Où s’implantera la centrale à cycle combiné gaz voulue par la Région dans le cadre du pacte électrique breton ? Si officiellement, les onze sites et les quatre opérateurs préselectionnés sont encore tous égaux devant l’appel d’offres lancé par l’Etat, un bruit de fond persistant semble aujourd’hui désigner le projet d’EDF à Brennilis comme grand favori.

Tapis rouge
Il faut dire que les deux assemblées communautaires et municipales, semblent vouloir dérouler le tapis rouge, si l’on en juge par cette dernière délibération prise le 27 octobre dernier, au conseil de Brennilis. Ce soir-là, par sept voix pour, 2 contre et 2 abstentions, les représentants de la commune ont formulé un accord de principe pour la cession à EDF, de plusieurs parcelles municipales situées dans l’emprise de la zone industrielle, et dans le voisinage immédiat du dôme nucléaire agonisant. Dans ce contexte, la réunion organisée vendredi soir, par l’association Vivre dans les Monts d’Arrée, avait valeur de vraie test. Résultat : une salle pleine comme un oeuf venue écouter les éclairages du collectif Gaspare, fer de lance de l’opposition à ce projet de centrale sur l’ensemble du département.

Des élus sur le reculoir
Après les exposés des membres du collectif, qui ont développé leurs nombreux arguments déjà connus contre ce projet (cf le site www.nonalacentrale.fr), les citoyens ont pu prendre la parole. "Il y a 20 ans, on nous promettait le retour à l’herbe, pour quel résultat aujourd’hui ? Un deuxième projet poubelle", a tonné cette habitante des Monts d’Arrée, en référence aux propos anciens du menhir d’Ouessant, Jean-Yves Cozan. "Que fait le parc d’Armorique, et son actuel président" ?, a enchaîné cet autre citoyen, avant que d’autres ne fassent siffler les oreilles de tous les élus brillant par leur absence : Daniel Créoff, le président du parc, mais aussi Jean-Victor Gruat, le maire de Brennilis, Jean-Yves Crenn, le président de la communauté de communes du Yeun Ellez.

Poussés par la salle à s’exprimer, quelques élus municipaux, de Brennilis ou des communes environnantes, ont avoué à demi-mot le déficit de transparence de leurs collègues. "Que voulez-vous ? Il y a une majorité d’élus pour le projet, alors, pour nous c’est difficile ".

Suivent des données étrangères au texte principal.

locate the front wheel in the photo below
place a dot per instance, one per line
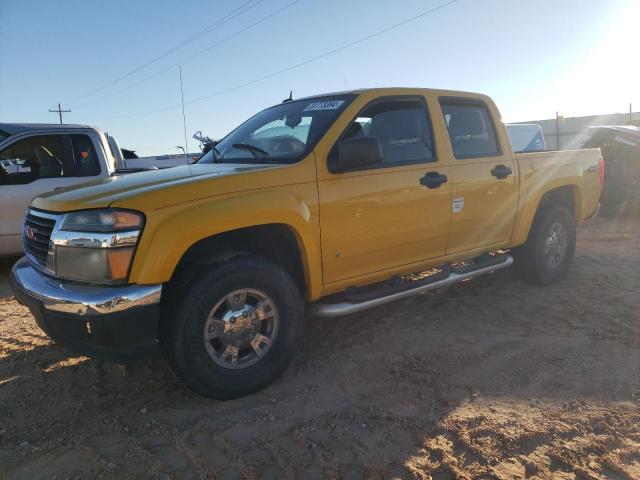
(234, 330)
(547, 254)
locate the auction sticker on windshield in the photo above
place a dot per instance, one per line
(328, 105)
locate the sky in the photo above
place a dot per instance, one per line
(116, 64)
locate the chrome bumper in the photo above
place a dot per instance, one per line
(79, 299)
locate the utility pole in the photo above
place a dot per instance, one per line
(59, 111)
(184, 121)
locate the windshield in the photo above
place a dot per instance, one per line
(284, 133)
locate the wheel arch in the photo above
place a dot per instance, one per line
(258, 223)
(568, 195)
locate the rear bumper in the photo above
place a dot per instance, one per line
(117, 323)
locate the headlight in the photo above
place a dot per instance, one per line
(97, 246)
(102, 221)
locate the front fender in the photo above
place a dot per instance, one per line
(171, 231)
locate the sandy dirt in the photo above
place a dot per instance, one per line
(490, 379)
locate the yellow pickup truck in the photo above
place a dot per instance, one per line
(335, 203)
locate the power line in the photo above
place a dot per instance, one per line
(209, 28)
(197, 54)
(305, 62)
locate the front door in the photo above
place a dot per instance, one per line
(483, 177)
(391, 216)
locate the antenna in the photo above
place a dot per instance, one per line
(184, 124)
(59, 111)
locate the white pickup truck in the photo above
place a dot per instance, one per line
(38, 158)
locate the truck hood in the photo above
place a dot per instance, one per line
(104, 192)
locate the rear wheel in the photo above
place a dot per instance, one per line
(235, 329)
(547, 254)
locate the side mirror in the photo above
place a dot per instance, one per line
(359, 152)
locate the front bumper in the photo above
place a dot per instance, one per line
(117, 323)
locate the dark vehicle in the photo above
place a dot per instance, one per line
(620, 146)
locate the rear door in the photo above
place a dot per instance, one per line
(382, 219)
(483, 176)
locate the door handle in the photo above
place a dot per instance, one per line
(501, 171)
(433, 180)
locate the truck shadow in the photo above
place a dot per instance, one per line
(382, 393)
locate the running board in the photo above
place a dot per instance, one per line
(321, 309)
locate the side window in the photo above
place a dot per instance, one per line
(31, 159)
(470, 128)
(85, 156)
(403, 128)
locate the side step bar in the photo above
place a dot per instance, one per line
(326, 310)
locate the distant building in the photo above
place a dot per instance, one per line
(573, 131)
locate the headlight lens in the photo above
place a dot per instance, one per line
(97, 246)
(102, 221)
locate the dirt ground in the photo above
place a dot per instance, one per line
(490, 379)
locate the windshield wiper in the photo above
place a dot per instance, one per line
(252, 148)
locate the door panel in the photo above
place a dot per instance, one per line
(483, 176)
(382, 219)
(489, 204)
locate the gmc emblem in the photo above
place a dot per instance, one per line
(30, 232)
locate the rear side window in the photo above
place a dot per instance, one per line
(84, 156)
(403, 128)
(470, 128)
(33, 158)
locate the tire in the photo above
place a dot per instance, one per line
(236, 328)
(547, 253)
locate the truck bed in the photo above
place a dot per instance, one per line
(544, 171)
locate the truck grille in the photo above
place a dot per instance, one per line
(36, 235)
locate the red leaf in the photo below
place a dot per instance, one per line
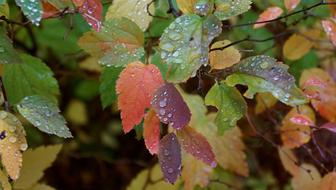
(152, 132)
(91, 10)
(135, 88)
(269, 14)
(330, 28)
(170, 106)
(197, 145)
(170, 157)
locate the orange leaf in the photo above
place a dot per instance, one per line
(269, 14)
(330, 28)
(152, 131)
(135, 88)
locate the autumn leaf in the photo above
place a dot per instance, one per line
(197, 145)
(293, 134)
(135, 87)
(151, 132)
(170, 157)
(12, 143)
(221, 59)
(170, 106)
(270, 13)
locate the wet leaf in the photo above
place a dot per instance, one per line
(226, 9)
(185, 45)
(299, 45)
(135, 87)
(293, 134)
(151, 132)
(170, 157)
(264, 74)
(197, 145)
(135, 10)
(32, 9)
(44, 114)
(221, 59)
(12, 143)
(118, 43)
(35, 161)
(269, 14)
(230, 104)
(36, 78)
(170, 106)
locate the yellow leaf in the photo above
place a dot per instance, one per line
(34, 163)
(76, 112)
(12, 144)
(135, 10)
(221, 59)
(299, 44)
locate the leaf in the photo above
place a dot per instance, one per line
(35, 161)
(32, 9)
(292, 134)
(270, 13)
(151, 132)
(91, 11)
(230, 104)
(197, 145)
(329, 27)
(185, 45)
(108, 79)
(44, 115)
(170, 106)
(118, 43)
(8, 54)
(135, 87)
(321, 89)
(12, 143)
(134, 10)
(36, 78)
(226, 9)
(221, 59)
(291, 4)
(299, 45)
(264, 74)
(170, 157)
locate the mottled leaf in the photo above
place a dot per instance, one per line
(269, 14)
(170, 106)
(135, 87)
(226, 9)
(170, 157)
(185, 45)
(135, 10)
(12, 143)
(230, 104)
(118, 43)
(31, 78)
(264, 74)
(44, 114)
(151, 132)
(197, 145)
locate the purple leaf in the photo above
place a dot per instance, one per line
(170, 157)
(170, 106)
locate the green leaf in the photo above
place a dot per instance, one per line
(185, 45)
(229, 8)
(230, 104)
(118, 43)
(31, 78)
(108, 80)
(44, 114)
(32, 9)
(8, 54)
(264, 74)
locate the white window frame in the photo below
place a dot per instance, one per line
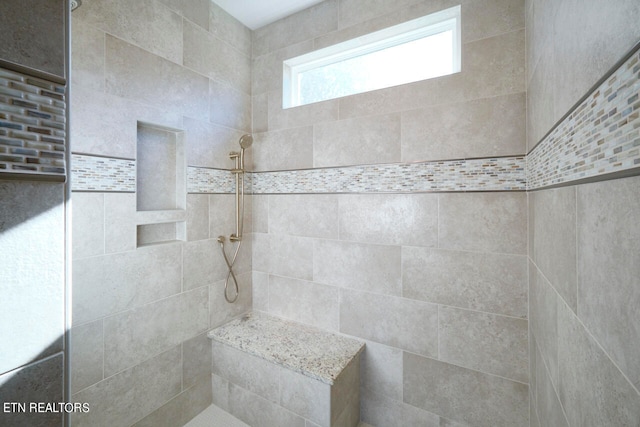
(435, 23)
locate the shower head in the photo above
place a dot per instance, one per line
(246, 141)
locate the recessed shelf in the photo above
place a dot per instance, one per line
(161, 168)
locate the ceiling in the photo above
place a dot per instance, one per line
(258, 13)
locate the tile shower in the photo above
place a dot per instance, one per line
(480, 303)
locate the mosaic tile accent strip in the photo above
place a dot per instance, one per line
(32, 126)
(90, 173)
(600, 136)
(205, 180)
(495, 174)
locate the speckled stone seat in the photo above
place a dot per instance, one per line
(273, 372)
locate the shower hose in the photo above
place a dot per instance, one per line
(230, 274)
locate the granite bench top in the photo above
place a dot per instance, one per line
(310, 351)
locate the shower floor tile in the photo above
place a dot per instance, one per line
(216, 417)
(213, 416)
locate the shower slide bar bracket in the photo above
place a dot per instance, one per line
(238, 171)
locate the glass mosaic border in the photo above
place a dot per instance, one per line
(491, 174)
(599, 137)
(92, 173)
(33, 127)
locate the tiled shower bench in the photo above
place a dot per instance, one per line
(274, 372)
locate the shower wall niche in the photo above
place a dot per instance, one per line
(161, 189)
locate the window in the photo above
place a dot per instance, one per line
(420, 49)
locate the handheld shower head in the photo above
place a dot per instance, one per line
(246, 141)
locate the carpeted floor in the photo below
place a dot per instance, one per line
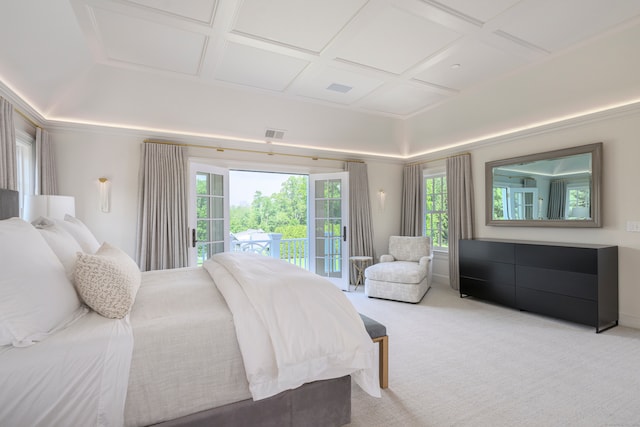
(462, 362)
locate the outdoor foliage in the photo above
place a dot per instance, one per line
(284, 212)
(436, 218)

Troadec ravive la flamme de Plogoff
Toujours prompt à lever les foules, le conseiller régional et maire de Carhaix, Christian Troadec n’a pas raté l’occasion d’une intervention tonitruante. "On est peut-être ici au début d’un nouveau combat comme celui de Plogoff. Il n’y a pas de bataille perdue d’avance, on réussira à faire plier l’Etat sur cette déraison", s’est-il enflammé, en rappelant le combat victorieux mené il y a une quinzaine d’années, au Huelgoat, contre un projet de centre d’enfouissement des déchets nucléaires.

A l’applaudimètre, l’élu volcanique du Centre-Bretagne, qui ferraille actuellement avec les instances socialistes sur la question de l’investiture dans la sixième circonscription, a tout explosé. Dans un contraste saisissant, Marie-France Le Boulc’h, la conseillère générale de Pleyben est restée coi à l’arrière de la salle, incapable de défendre ses collègues socialistes Jean-Paul Le Pann (maire de Briec, autre commune pressentie pour accueillir la centrale) ou Jean-Yves Le Drian (président de région), qui venaient d'être accusés d’un déni de démocratie par la salle.